Este aumento generalizado en la victimización es una de las razones que en gran medida explica por qué los mexicanos están diciendo que se sienten inseguros. Según la más reciente encuesta, el 73,3 por ciento de los mexicanos dijeron haberse sentido inseguros, el segundo aumento consecutivo durante la presidencia de Peña Nieto, luego de que el último año de mandato de Felipe Calderón presentara una cifra de 66,6 por ciento.

Todo esto se presenta en medio de un festejado declive en los homicidios: en 2013, el primer año completo de Peña Nieto, el Sistema Nacional de Seguridad Pública (SNSP) registró 18.331 homicidios, una disminución de aproximadamente 15 por ciento con respecto al año anterior y una caída de casi 20 por ciento desde 2011. Este descenso ha sido considerado como un logro histórico de la administración de Peña Nieto y le ha ganado bastantes elogios al mandatario.

Pero, ¿cómo se explica esta divergencia? ¿Cómo es que, en medio de un emblemático y esperado declive en la tasa de homicidios, los mexicanos digan que se sienten cada vez más inseguros y asediados por otros tipos de crímenes?

Análisis de InSight Crime

La divergencia entre el aumento de las tasas de crímenes como extorsión y robo por un lado y la caída en las tasas de homicidios por el otro, ha sido ampliamente criticada y representa un agujero significativo en la narrativa de “salvar a México” de Peña Nieto. Y la encuesta de ENVIPE ofrece todavía más evidencia de esa tendencia.

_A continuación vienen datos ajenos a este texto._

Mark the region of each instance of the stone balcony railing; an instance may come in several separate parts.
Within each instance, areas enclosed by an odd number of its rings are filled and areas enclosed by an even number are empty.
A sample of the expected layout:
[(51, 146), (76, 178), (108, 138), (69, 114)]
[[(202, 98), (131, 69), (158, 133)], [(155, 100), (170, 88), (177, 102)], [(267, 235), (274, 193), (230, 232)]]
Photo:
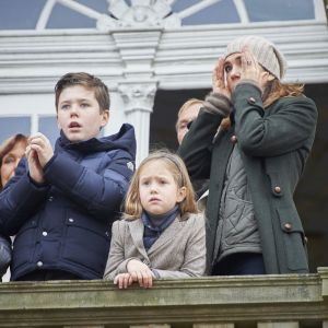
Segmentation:
[(0, 284), (0, 327), (328, 328), (328, 268), (316, 274)]

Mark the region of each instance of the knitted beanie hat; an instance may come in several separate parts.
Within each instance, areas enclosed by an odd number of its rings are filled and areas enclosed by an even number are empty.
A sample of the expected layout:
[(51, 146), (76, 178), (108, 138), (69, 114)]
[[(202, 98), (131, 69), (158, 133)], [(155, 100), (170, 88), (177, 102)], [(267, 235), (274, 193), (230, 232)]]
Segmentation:
[(283, 78), (286, 70), (284, 56), (272, 43), (261, 36), (250, 35), (235, 38), (227, 45), (224, 58), (235, 52), (242, 52), (245, 46), (265, 69), (278, 79)]

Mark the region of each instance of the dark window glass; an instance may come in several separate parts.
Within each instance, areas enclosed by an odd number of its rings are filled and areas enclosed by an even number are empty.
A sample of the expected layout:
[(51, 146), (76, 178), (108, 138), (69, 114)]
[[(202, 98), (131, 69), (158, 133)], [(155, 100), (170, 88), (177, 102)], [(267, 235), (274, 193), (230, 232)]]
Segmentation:
[[(99, 13), (108, 13), (106, 0), (79, 0), (77, 1)], [(49, 17), (47, 28), (95, 28), (96, 20), (90, 19), (68, 7), (57, 3)]]
[(0, 0), (0, 30), (34, 30), (46, 0)]
[[(173, 5), (174, 12), (183, 11), (199, 1), (180, 0)], [(222, 0), (183, 20), (183, 25), (238, 23), (239, 16), (232, 0)]]
[(309, 0), (245, 0), (250, 22), (313, 20), (314, 3)]

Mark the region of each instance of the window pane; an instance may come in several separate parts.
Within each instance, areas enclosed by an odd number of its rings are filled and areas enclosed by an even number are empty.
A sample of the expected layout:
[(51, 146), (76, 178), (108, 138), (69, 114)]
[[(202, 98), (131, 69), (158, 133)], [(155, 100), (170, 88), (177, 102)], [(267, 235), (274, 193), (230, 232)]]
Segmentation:
[(34, 30), (46, 0), (1, 0), (0, 30)]
[(59, 137), (56, 116), (40, 116), (38, 119), (38, 130), (44, 133), (55, 147), (56, 140)]
[(28, 136), (31, 133), (31, 118), (30, 116), (20, 117), (1, 117), (0, 118), (0, 141), (9, 137), (22, 133)]
[(315, 19), (311, 0), (245, 0), (250, 22)]
[[(80, 0), (77, 1), (99, 13), (108, 13), (106, 0)], [(95, 28), (96, 21), (62, 4), (56, 4), (52, 9), (46, 28)]]

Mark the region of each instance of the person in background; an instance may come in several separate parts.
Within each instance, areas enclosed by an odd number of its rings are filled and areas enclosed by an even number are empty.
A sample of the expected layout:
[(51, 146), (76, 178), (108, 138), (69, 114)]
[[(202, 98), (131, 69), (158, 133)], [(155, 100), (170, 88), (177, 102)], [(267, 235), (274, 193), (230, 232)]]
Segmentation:
[(190, 124), (196, 119), (199, 109), (203, 106), (203, 101), (190, 98), (183, 104), (177, 114), (177, 121), (175, 125), (176, 137), (178, 144), (181, 144), (183, 139), (189, 130)]
[[(20, 160), (25, 154), (27, 137), (19, 133), (10, 137), (0, 145), (0, 191), (7, 183), (14, 176), (15, 168)], [(4, 234), (0, 234), (0, 277), (2, 279), (9, 268), (12, 257), (11, 239)]]
[(20, 160), (25, 155), (26, 145), (27, 137), (21, 133), (8, 138), (0, 145), (0, 191), (10, 178), (14, 176)]
[(293, 192), (314, 142), (317, 108), (303, 85), (281, 82), (285, 69), (266, 38), (232, 40), (178, 150), (191, 178), (210, 178), (210, 274), (308, 272)]
[(28, 138), (26, 159), (0, 194), (0, 229), (16, 235), (11, 280), (103, 278), (110, 225), (133, 173), (134, 130), (97, 139), (109, 119), (107, 86), (81, 72), (56, 84), (60, 138)]
[[(183, 104), (177, 114), (177, 121), (175, 125), (178, 144), (180, 145), (192, 121), (197, 118), (200, 108), (203, 106), (203, 101), (190, 98)], [(192, 179), (191, 180), (199, 210), (203, 211), (209, 195), (208, 179)]]
[(133, 281), (199, 277), (206, 269), (204, 219), (198, 213), (184, 162), (157, 151), (131, 179), (122, 220), (113, 224), (105, 280), (119, 289)]

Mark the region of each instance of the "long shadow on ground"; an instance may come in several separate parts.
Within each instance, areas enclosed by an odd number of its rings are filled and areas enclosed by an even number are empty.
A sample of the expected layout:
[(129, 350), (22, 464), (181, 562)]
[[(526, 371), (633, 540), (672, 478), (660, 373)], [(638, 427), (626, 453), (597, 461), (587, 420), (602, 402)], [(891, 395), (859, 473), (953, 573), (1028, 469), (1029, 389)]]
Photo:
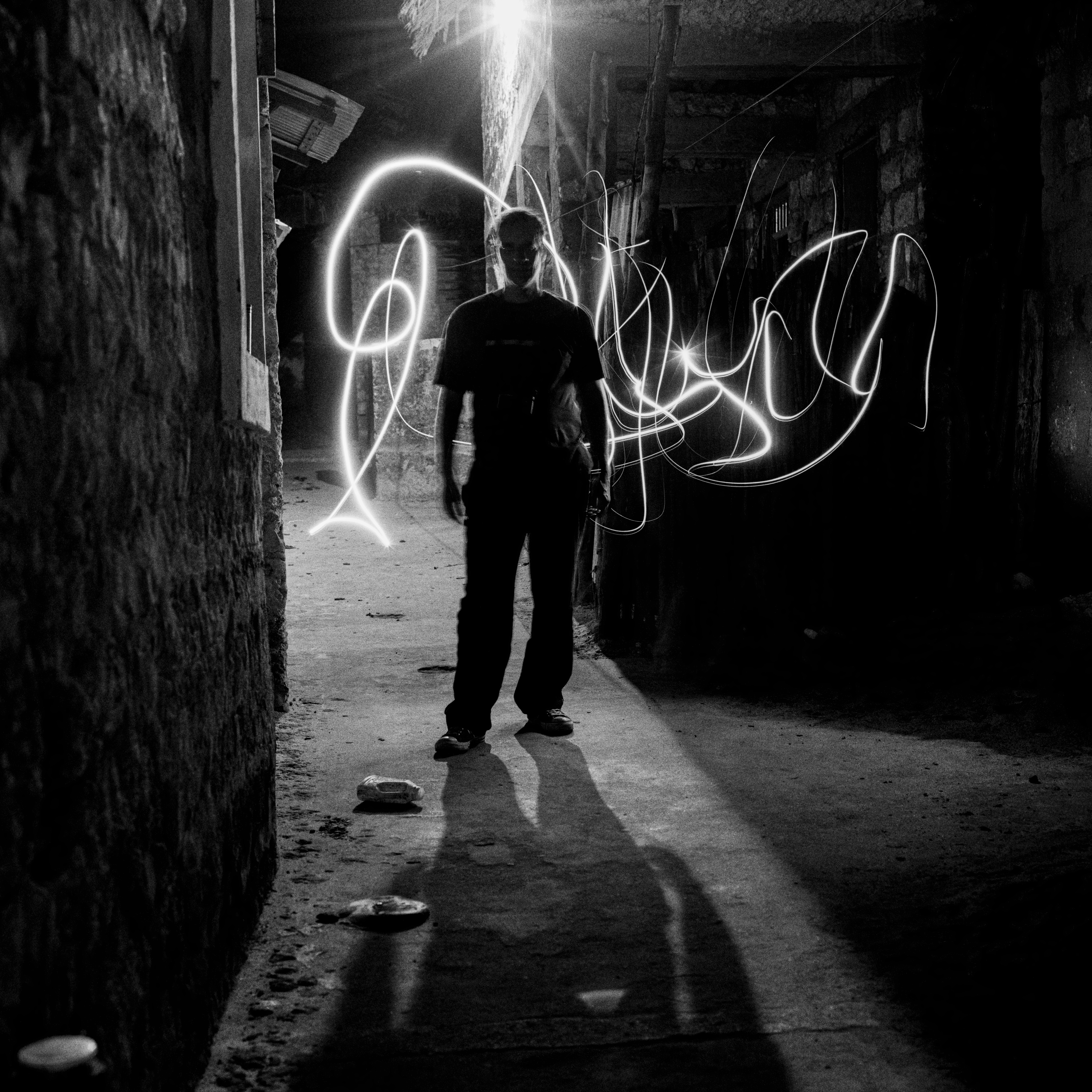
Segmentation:
[[(752, 687), (741, 698), (636, 657), (619, 666), (969, 1088), (1070, 1087), (1090, 1014), (1078, 983), (1092, 973), (1092, 836), (1076, 799), (1064, 804), (1067, 788), (1045, 771), (1029, 774), (1055, 748), (1059, 761), (1079, 752), (1088, 736), (1055, 726), (1048, 689), (1029, 697), (1031, 712), (998, 702), (1020, 685), (1014, 675), (1007, 691), (975, 679), (977, 689), (938, 689), (915, 708), (897, 678), (879, 696), (846, 685), (838, 695)], [(975, 716), (951, 722), (953, 708)], [(803, 752), (819, 733), (829, 750)], [(947, 761), (974, 745), (988, 748), (982, 780), (974, 783), (973, 759), (960, 759), (969, 763), (961, 800)], [(927, 759), (940, 787), (918, 764), (923, 783), (911, 792), (913, 763), (901, 753)], [(993, 759), (1011, 783), (986, 772)], [(902, 770), (892, 772), (897, 760)]]
[(633, 842), (575, 744), (518, 738), (538, 770), (537, 823), (488, 745), (449, 761), (442, 845), (399, 886), (431, 919), (360, 936), (294, 1088), (787, 1089), (684, 864)]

Una manera de explicar esta dinámica sería a través de un análisis de los más recientes acontecimientos en el mundo del crimen organizado. Como señaló a InSight Crime Lilian Chapa del centro de pensamiento de política pública México Evalúa, los feudos más importantes han cedido: el Cartel de Juárez y el Cartel de Sinaloa ya no están en conflicto por Juárez; los Zetas y su lucha con el Cartel del Golfo por el noreste del país se ha calmado; y lo que queda del Cartel Arellano Félix ya no está en medio de una batalla con el Cartel de Sinaloa por Tijuana.

Por otra parte, los reemplazos de estos debilitados grupos más grandes a menudo son pandillas más pequeñas y locales. Éstas tienen una menor capacidad para organizar envíos de drogas con los productores de Suramérica o con los transportistas de Centroamérica. Por lo que en lugar de financiarse con el tráfico de drogas transnacional, los ingresos de estos grupos más pequeños provienen de delitos como el robo, el secuestro y la extorsión.

Jaime López-Aranda, un exfuncionario de la SNSP, dijo a InSight Crime que la caída en los homicidios esencialmente representa haber vuelto a la media -retornar a la tasa de homicidios promedio que México tradicionalmente ha presentado. Además, la disminución en los asesinatos puede ser explicada por el hecho de que “la mayor parte de los homicidios estaban concentrados en un pequeño grupo de estados en los que hubo y hay un gran despliegue de elementos del ejército, marina y policías federales, combinado con el agotamiento que supone una guerra prolongada para las organizaciones criminales”.

Sin embargo, las cifras de ENVIPE también podrían interpretarse como la señal de algo aún más nefasto; que las estadísticas de homicidios de México, tan celebradas por el gobierno de Peña Nieto, podrían no incluir un gran número de asesinatos que no han sido contabilizados. Por supuesto, se podría argumentar que la dificultad de ocultar cadáveres significa que es poco probable que haya un gran número de asesinatos sin contabilizar. Pero el frecuente y generalizado descubrimiento de fosas comunes -ejemplos relevantes incluyen Tamaulipas, Durango, y más recientemente Guerrero- y los miles de mexicanos que han desaparecido durante los últimos años, sugerirían que la reciente mejora durante la presidencia de Peña Nieto es, al menos, parcialmente ilusoria.

Cabe destacar que en un correo electrónico enviado a InSight Crime, Chapa señala que en general México utiliza una metodología deficiente para registrar los homicidios. Estas estadísticas son recopiladas en los 32 estados del país y sin el uso de un manual común para saber cómo hacerlo, añade. “Sus recuentos son inverificables”, afirma.